Observer on rocket in back: The guy ahead of me accelerated faster than me, he moved away from me, and because he moved away from me, the rope got so tense, it broke at 11:50 AM. The rope was between us at every point of time.

Observer of rocket in front: The guy behind me couldn't accelerate as fast as me, he fell behind, and because he couldn't keep up, the rope got tense and broke at 12:10 PM. The rope was between us at every point of time.

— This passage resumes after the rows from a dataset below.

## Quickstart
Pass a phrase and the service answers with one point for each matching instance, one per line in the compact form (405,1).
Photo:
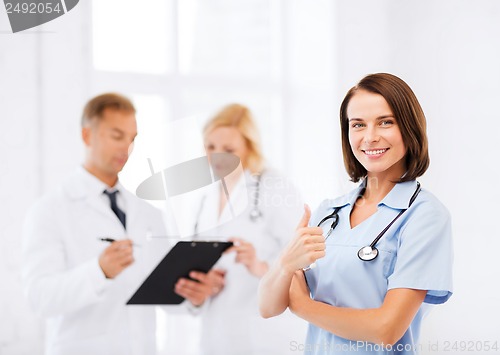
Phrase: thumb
(304,221)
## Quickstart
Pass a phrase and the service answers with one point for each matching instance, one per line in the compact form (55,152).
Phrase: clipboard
(184,257)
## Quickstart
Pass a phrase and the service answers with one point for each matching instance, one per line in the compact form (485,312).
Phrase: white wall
(448,51)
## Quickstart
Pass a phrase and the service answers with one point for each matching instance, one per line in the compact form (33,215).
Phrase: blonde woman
(257,209)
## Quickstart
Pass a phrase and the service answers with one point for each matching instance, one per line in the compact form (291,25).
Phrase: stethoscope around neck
(369,252)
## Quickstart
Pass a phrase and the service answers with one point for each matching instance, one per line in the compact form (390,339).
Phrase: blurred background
(291,62)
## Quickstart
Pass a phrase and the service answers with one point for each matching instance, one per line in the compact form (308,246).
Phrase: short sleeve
(425,252)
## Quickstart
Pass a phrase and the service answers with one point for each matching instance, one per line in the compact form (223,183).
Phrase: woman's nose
(371,135)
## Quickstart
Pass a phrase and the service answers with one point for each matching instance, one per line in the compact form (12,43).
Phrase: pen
(111,240)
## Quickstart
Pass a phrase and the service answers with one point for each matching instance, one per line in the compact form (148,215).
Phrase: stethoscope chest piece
(368,253)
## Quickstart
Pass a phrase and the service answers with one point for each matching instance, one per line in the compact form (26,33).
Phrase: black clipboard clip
(184,257)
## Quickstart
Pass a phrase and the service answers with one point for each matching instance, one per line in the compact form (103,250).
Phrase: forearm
(274,291)
(353,324)
(386,324)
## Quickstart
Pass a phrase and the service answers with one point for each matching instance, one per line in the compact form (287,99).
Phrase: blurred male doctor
(77,281)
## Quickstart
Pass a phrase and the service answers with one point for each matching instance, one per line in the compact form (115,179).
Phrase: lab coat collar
(83,184)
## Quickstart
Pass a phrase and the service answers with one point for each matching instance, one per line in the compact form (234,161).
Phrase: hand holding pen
(116,257)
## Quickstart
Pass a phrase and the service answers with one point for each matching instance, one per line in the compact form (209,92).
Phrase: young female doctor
(363,270)
(259,217)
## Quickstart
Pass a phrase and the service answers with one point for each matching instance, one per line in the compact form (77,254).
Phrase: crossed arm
(285,287)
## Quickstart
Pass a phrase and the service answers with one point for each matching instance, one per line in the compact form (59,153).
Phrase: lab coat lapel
(77,187)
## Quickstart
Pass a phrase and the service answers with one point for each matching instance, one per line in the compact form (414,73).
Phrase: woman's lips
(375,153)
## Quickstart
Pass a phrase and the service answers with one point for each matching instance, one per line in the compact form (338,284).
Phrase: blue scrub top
(416,252)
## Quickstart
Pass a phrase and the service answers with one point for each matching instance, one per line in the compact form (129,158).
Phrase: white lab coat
(85,312)
(231,323)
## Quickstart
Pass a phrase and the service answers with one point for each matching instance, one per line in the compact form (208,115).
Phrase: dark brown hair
(410,119)
(94,109)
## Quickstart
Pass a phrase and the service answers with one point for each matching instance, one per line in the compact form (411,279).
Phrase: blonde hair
(240,117)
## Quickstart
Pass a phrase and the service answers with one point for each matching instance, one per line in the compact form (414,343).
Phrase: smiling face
(109,142)
(375,137)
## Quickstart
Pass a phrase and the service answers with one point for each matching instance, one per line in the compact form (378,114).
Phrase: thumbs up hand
(307,246)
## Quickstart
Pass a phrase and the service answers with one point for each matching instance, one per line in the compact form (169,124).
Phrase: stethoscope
(255,212)
(369,252)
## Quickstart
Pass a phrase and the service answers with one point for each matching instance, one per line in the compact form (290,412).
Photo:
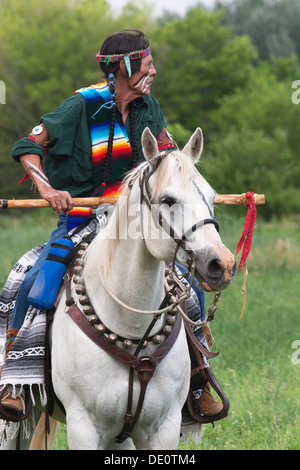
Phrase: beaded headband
(118,57)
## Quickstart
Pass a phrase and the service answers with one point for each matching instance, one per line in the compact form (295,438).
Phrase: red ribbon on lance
(246,238)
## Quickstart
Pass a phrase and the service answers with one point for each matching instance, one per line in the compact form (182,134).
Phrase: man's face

Observer in inertial frame, 1 light year away and moving close to the speed of light relative to the rope in a direction opposite the direction of acceleration:
I wasn't there, but I used a telescopic video camera and recorded the movie a year later, when the light reached me. The camera shows what happened exactly.
The rope was tense but strong up to 11:50. It got soft at 11:50 AM, due to some chemical reaction, the rope broke at 12:00 noon, the front rocket to start accelerating at 12:10 noon and then the back rocket started moving at 12:20.